Circulating Cancer-Associated Fibroblasts (cCAFs) have been discovered in circulating tumor cell clusters from all stages of disease progression in breast cancer patients. We have shown that CAFs promote lung metastases in the mouse tail vein model when they are clustered with triple negative breast cancer (TNBC) MDA-MB231 cells. Following on this observation, we saw that MDA-MB231-luciferase labeled cells persist at higher levels when present in CAF23/MDA-MB231 co-clusters compared to MDA-MB231 mono-clusters within the first 3 days after tail vein injection.

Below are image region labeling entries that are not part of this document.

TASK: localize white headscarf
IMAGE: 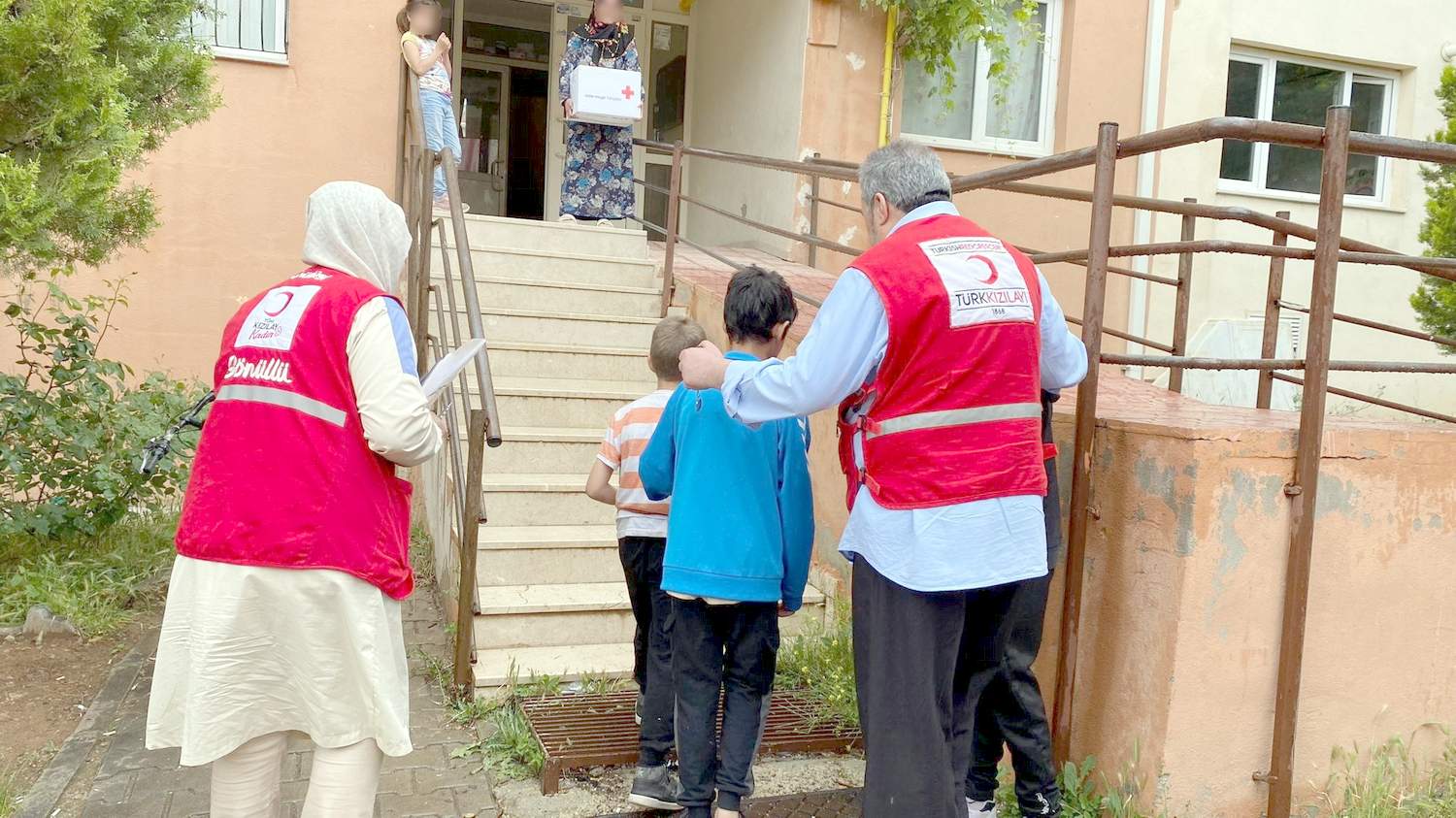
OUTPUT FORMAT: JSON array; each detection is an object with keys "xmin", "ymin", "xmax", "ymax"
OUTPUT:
[{"xmin": 303, "ymin": 182, "xmax": 410, "ymax": 293}]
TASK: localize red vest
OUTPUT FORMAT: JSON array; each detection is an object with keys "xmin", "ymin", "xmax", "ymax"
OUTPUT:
[
  {"xmin": 177, "ymin": 267, "xmax": 415, "ymax": 600},
  {"xmin": 839, "ymin": 215, "xmax": 1047, "ymax": 509}
]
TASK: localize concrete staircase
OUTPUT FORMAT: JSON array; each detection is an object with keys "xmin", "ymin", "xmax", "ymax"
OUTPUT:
[{"xmin": 434, "ymin": 215, "xmax": 824, "ymax": 689}]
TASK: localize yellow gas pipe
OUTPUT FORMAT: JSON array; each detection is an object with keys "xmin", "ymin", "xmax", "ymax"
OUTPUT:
[{"xmin": 879, "ymin": 6, "xmax": 899, "ymax": 147}]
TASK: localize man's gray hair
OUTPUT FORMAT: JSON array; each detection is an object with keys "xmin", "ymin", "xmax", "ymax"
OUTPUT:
[{"xmin": 859, "ymin": 140, "xmax": 951, "ymax": 213}]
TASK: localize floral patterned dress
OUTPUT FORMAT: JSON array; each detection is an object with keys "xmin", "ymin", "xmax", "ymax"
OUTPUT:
[{"xmin": 561, "ymin": 34, "xmax": 643, "ymax": 220}]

This prompted us to investigate whether CAFs aid cancer cell extravasation from capillary venules into the lung parenchyma, which would impart better survival and faster seeding of metastases. Ex vivo lung extravasation assays showed that within the first 8-24 hrs after tail vein injection, more cells from CAF23/MDA-MB231 co-clusters extravasated than cells from MDA-MB231 mono-clusters. Using in vitro endothelial binding assays, we determined that CAF/TNBC co-clusters bind to HUVEC endothelial cells better than TNBC mono-clusters. Single Cell RNA-seq identified several genes in the fibrinolysis pathway whose expression increases in TNBC cells when they are clustered with CAFs. One of these genes is PLAU, which encodes the urokinase-type plasminogen activator, uPA. siRNA knockdown of PLAU decreased in vitro TNBC-endothelial cell interactions and ex vivo extravasation of MDA-MB231 mono-clusters, revealing a role for uPA/PLAU in breast cancer cell extravasation. Our data helps to define the role of CAFs in breast cancer extravasation and highlights the importance of our previous work showing that CAFs promote tumor cell dissemination and metastasis.